Date of Conferral



Doctor of Education (Ed.D.)




Mari V. Tinney


The problem addressed in this project is the high attrition rate among English as Second Language (ESL) students in a local community college associate degree nursing program. If the retention problem is addressed, the increase in the number of ESL nursing student graduates could result in a more diverse nursing workforce, reflecting the diversity of the community. The purpose of this study was to examine student and faculty views regarding factors that contribute to the academic success and retention of ESL students.
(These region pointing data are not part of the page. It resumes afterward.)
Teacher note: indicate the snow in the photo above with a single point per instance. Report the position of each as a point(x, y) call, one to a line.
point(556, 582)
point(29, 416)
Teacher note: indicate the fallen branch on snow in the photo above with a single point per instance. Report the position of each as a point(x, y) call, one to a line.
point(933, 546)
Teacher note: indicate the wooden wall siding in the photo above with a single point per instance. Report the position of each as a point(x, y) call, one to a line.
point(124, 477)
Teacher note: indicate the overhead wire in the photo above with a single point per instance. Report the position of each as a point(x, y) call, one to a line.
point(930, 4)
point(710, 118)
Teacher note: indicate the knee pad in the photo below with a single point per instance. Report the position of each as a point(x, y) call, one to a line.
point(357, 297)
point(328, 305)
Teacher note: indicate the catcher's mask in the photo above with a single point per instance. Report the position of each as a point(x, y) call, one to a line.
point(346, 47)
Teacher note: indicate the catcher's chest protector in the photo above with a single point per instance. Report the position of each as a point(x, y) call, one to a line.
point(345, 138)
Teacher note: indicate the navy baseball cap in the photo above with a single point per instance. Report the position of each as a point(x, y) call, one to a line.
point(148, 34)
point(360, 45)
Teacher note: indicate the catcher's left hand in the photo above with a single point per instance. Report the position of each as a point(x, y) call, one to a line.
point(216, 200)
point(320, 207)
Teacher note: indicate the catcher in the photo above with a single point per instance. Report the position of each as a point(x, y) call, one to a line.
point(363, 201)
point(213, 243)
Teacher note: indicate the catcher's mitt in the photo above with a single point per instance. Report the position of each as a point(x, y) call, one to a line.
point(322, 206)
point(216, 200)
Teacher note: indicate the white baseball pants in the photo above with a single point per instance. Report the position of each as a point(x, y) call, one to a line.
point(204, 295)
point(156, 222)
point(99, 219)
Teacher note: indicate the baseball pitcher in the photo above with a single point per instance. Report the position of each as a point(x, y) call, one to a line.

To that end, a qualitative case study approach was used, guided by the theoretical frameworks of Cummins's contextual interaction theory and Freire's and Mezirow's transformational learning theory. By using purposeful sampling, 8 ESL students and 5 faculty members were interviewed in both structured and unstructured interviews. The data were decoded using Nvivo computer software to establish themes and categories for analysis. The themes pointed to faculty lacking: (a) cultural awareness and sensitivity, (b) knowledge of the academic needs of ESL students, (c) knowledge of teaching strategies to accommodate the learning of ESL students, and (d) skills to prepare ESL students for what to expect. The findings led to creating a professional development workshop for faculty and led to recommending that the director and dean of the nursing program make it mandatory for faculty to continue their education on skills to improve academic success of ESL students. The findings suggest administrators should make cultural awareness competency compulsory. These efforts and faculty training may result in broader positive social change for ESL students and faculty, administrators, and the community, improving the number of graduating nurses to serve a diverse patient population.